There are known biologic differences between sexes and among different races in the production and handling of ET-1, a potent systemic and pulmonary vasoconstrictor. Men have higher concentrations of circulating ET-1 than do women,8, 9 and men exhibit greater ET-mediated coronary vasoconstriction. 10 Blacks with systemic hypertension are known to have higher plasma levels of ET-1 than do whites and a greater increase in ET-1 in response to stress. 11 Further, blacks with systemic hypertension have a greater reduction in BP with ERAs compared with that of whites. 12 The low enrollment of men and blacks and the relatively small sizes of phase 2 and 3 trials of ERAs in PAH have until now precluded study-wide tests of heterogeneity in treatment response. We, therefore, sought to assess whether sex and race modified the effects of ERA therapy in placebo-controlled trials of ERAs.

Materials and Methods

Study Population

We obtained data on all participants included in the seven randomized placebo-controlled trials of ERAs submitted to the FDA. These seven clinical trials (Ambrisentan in Pulmonary Arterial Hypertension, Randomized, Double-Blind, Placebo-Controlled, Multicenter, Efficacy Studies [ARIES]-1; ARIES-2; Bosentan: Randomized Trial of Endothelin Receptor Antagonist Therapy [BREATHE]-1; BREATHE-2; Sitaxsentan To Relieve Impaired Exercise [STRIDE]-1; STRIDE-2; and STRIDE-4) examined three agents (ambrisentan, bosentan, and sitaxsentan). We subsequently excluded BREATHE-2 because it included only 33 patients, did not collect data on several potential confounders, and was not a phase 3 trial. Details of the included trials are provided elsewhere.13, 14, 15, 16, 17

Deidentified individual patient data for all participants were provided by the FDA. The included trials reported similar inclusion criteria, variable collection, and outcome assessment at 12-week follow-up.

Exposure

Our primary exposure variable was treatment assignment (ERA or placebo). Across trials, different agents and doses yielded similar improvements in 6-min walk distance (6MWD) relative to placebo and were, therefore, analyzed together. Covariates included age, sex, PAH diagnosis (idiopathic, connective tissue disease, HIV infection/anorexigen use, or congenital heart disease), height, weight, baseline laboratory and hemodynamic measures, and concurrent medication use.

Outcomes

The primary outcome of interest was the change in 6MWD from baseline to 12 weeks; 6MWD was the primary end point in all but one of the trials and was selected for this reason. Baseline 6MWD was obtained at the time of, or within 2 weeks prior to, randomization.

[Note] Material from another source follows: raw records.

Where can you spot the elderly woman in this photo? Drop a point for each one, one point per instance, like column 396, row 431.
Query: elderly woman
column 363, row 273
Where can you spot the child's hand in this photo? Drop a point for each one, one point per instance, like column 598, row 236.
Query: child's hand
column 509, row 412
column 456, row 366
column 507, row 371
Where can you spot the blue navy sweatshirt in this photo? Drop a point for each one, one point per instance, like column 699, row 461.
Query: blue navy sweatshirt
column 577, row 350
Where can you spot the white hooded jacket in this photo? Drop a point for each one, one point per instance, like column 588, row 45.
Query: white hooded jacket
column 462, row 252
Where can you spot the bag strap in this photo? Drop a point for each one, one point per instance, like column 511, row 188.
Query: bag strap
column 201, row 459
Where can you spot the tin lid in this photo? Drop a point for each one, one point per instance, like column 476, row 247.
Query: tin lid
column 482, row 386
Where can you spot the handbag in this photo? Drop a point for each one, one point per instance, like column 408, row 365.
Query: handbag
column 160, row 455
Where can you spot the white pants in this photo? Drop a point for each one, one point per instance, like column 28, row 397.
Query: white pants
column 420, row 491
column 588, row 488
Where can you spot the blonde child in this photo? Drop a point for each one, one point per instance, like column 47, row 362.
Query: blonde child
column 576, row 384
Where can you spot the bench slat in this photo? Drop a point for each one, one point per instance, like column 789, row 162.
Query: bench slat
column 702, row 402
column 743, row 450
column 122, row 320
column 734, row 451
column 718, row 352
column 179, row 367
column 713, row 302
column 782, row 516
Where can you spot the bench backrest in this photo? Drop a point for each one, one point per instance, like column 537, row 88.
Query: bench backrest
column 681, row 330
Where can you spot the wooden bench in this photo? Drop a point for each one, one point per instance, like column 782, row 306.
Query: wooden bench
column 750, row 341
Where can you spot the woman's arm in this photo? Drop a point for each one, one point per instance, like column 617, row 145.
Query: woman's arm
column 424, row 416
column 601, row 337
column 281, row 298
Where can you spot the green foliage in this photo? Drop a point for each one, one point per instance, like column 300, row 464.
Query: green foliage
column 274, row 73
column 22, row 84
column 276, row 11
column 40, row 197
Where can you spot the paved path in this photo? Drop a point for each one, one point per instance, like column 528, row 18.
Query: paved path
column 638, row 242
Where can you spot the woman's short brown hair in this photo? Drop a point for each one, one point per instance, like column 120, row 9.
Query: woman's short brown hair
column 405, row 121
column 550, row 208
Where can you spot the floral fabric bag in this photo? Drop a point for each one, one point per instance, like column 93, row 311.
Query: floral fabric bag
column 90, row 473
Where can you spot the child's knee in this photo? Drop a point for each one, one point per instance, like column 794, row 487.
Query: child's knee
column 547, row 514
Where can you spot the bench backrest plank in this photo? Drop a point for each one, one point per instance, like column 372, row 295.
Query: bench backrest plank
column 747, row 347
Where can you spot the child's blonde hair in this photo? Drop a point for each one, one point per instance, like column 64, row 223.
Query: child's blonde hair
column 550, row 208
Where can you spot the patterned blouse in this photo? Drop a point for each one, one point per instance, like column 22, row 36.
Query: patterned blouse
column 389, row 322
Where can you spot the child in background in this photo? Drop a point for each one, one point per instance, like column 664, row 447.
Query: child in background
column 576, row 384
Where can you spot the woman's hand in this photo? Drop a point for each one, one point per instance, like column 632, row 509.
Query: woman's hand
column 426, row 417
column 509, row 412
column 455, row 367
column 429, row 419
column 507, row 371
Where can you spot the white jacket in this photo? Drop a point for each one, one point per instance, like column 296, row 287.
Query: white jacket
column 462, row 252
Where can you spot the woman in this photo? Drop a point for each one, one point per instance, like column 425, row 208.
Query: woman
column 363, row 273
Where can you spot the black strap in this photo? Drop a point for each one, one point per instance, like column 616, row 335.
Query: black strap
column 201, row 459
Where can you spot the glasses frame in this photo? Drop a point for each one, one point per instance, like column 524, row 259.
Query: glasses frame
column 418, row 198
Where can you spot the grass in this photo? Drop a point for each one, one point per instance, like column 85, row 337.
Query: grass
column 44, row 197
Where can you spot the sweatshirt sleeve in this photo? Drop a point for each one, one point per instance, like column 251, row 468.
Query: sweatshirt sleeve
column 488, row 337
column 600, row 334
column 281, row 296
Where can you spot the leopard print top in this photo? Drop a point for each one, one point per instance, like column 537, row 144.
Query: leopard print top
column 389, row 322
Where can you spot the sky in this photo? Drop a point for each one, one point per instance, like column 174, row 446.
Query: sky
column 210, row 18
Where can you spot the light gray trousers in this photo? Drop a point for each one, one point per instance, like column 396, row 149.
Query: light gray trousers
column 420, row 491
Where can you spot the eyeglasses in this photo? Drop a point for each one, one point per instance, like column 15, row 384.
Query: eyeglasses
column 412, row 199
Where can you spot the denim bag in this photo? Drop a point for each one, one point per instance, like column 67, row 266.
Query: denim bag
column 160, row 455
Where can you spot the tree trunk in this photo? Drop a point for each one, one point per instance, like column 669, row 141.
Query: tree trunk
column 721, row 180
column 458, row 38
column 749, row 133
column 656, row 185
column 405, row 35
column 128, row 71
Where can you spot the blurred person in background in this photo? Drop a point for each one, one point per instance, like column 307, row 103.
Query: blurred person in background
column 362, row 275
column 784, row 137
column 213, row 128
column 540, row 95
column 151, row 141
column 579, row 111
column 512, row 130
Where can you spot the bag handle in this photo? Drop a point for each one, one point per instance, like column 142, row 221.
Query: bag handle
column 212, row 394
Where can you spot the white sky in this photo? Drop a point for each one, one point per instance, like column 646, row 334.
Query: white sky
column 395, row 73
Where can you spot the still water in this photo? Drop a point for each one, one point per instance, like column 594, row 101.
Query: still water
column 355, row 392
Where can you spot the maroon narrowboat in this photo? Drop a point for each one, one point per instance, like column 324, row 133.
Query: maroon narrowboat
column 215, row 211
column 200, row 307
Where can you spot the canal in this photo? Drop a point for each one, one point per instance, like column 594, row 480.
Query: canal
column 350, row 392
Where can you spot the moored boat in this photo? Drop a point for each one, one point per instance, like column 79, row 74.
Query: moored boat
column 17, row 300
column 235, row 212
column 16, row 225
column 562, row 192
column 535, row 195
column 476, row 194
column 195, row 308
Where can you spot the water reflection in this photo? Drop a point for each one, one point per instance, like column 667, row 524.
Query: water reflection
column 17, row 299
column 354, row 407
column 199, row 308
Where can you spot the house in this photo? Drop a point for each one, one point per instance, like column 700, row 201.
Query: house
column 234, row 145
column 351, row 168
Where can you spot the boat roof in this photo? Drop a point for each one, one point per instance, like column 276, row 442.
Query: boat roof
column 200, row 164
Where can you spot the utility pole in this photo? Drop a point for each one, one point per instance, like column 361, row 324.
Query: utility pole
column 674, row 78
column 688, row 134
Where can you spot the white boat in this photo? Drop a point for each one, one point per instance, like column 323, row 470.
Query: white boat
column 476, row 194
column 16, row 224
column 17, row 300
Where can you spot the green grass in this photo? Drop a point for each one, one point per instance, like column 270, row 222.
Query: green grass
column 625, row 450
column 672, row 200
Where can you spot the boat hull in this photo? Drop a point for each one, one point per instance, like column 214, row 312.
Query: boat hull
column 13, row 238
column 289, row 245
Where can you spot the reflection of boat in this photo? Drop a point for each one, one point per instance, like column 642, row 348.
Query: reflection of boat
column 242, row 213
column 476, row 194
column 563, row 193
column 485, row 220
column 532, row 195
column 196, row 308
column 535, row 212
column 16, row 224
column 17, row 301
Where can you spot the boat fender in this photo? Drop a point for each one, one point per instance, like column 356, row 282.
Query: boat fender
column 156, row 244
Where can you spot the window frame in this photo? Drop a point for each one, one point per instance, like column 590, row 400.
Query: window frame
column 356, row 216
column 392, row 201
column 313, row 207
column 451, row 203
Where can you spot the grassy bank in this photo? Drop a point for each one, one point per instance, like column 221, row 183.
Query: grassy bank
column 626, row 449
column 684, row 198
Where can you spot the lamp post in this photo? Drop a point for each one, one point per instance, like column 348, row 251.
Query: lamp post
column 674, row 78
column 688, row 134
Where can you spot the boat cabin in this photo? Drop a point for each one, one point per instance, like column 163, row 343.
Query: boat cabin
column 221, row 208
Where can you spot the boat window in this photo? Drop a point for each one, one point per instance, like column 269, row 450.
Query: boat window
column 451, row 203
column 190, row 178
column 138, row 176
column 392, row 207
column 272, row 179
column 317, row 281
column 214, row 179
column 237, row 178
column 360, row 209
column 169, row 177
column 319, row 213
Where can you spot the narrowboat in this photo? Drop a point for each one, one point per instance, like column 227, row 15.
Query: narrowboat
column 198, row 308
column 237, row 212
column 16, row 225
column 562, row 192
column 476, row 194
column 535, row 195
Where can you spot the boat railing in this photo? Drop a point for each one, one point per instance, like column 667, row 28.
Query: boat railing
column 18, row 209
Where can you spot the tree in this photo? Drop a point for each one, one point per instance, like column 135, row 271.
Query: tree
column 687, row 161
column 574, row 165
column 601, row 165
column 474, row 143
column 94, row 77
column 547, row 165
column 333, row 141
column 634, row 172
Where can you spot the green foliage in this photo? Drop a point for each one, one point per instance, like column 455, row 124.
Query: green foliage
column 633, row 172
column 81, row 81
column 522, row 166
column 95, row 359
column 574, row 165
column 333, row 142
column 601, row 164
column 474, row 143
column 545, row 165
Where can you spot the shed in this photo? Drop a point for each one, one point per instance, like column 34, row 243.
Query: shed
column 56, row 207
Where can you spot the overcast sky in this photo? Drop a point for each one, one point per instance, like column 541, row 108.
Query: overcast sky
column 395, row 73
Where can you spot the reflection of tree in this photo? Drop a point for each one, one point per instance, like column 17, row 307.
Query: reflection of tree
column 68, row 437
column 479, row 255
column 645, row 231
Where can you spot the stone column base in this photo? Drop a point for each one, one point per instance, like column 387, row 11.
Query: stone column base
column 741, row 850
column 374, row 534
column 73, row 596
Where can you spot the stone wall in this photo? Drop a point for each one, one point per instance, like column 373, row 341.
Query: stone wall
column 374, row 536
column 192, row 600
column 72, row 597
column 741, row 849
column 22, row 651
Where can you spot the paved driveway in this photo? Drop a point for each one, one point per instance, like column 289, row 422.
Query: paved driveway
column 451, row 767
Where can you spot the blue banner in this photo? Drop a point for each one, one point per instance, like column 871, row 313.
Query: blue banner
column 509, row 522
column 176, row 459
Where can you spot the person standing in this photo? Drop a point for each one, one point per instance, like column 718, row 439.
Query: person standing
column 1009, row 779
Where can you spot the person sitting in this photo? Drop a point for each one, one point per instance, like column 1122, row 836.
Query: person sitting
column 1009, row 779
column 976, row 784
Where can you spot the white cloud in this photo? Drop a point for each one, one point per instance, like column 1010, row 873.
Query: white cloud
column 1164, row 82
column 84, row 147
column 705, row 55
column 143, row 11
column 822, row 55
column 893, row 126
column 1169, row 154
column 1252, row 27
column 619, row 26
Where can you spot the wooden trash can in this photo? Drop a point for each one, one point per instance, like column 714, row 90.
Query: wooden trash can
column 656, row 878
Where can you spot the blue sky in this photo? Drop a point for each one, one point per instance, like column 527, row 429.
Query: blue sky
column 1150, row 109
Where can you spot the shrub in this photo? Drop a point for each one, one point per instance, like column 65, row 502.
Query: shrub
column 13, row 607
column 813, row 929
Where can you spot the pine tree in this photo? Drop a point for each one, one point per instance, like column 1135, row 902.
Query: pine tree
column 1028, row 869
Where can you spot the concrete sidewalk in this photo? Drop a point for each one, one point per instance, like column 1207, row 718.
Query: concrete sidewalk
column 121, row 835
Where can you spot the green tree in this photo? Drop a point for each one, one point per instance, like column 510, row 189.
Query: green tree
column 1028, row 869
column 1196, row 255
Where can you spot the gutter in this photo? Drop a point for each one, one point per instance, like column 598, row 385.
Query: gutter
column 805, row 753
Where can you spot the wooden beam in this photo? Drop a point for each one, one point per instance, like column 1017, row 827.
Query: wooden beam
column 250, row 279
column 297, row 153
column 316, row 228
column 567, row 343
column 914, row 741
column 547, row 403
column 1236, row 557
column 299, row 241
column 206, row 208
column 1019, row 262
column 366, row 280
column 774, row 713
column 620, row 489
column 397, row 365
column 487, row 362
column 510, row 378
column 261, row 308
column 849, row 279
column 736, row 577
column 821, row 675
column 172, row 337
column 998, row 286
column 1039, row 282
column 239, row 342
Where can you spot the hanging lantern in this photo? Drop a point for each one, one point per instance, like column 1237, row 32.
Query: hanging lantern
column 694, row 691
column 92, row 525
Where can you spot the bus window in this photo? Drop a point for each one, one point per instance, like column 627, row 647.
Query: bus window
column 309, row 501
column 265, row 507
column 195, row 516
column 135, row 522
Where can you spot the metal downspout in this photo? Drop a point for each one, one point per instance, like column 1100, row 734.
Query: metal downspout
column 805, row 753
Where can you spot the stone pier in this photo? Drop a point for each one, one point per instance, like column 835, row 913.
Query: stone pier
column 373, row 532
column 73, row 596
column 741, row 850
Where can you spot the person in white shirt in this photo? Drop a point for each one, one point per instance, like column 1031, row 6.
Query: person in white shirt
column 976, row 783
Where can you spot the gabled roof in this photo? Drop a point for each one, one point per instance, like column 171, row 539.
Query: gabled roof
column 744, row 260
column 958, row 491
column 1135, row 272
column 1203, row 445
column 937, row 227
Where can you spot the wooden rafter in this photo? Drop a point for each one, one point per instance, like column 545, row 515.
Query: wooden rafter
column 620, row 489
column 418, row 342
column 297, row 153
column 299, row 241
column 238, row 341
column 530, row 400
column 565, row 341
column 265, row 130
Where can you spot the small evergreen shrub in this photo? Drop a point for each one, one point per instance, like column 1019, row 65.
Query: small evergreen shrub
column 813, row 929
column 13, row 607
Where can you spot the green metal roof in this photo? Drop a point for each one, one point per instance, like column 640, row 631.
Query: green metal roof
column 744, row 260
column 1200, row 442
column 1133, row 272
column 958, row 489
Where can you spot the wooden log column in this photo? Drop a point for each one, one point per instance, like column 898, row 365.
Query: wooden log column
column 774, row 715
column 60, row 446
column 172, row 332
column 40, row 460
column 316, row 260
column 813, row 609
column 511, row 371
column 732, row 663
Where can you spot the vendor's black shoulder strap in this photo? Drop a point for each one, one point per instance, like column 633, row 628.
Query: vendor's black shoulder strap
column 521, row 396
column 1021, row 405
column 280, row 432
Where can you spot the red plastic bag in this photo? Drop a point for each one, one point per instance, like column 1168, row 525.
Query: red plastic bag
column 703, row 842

In the primary analyses, patients who were missing a 12-week 6MWD because of study-ending clinical events (n = 43) were assigned a value of 0 m for their 12-week 6MWD assessment. This choice was made a priori based on the assumption that patients who were too sick to complete the study would also be too sick to complete a 6MWD assessment. We also performed sensitivity analyses using 50, 100, 150, or 275 m (the mean 12-week 6MWD among patients who sustained a clinical event but still completed a 12-week 6MWD assessment) as the 12-week 6MWD.

We conducted four secondary analyses. First, we explored differences between baseline and the final recorded 6MWD, accounting for the fact that some trials lasted longer than 12 weeks. These analyses produced results similar to those of the primary analyses and are not reported. Second, we examined differences in the absolute distance walked at 12 weeks, which some have considered a better predictor of clinical outcomes. 18 Third, we repeated our primary analysis in the subset of patients with idiopathic PAH. Finally, we compared the proportions of patients in each treatment-by-sex and treatment-by-race stratum who sustained clinical events (death, lung transplant, atrial septostomy, hospitalization due to worsening PAH, withdrawal for worsening right-sided heart failure, or addition of prostacyclin analogs or phosphodiesterase inhibitors for PAH). We did not consider deterioration in 6MWD in the clinical event definition because this represented our primary outcome variable.

Statistical Analysis

Participant characteristics were summarized using medians and interquartile ranges for continuous variables and percentages for categorical variables. Primary and secondary outcomes were analyzed using linear or logistic regression for continuous or binary outcomes, respectively. We restricted the sample to blacks and whites when analyzing the interaction of treatment assignment with race. Separate models including all patients were used to estimate all other effects.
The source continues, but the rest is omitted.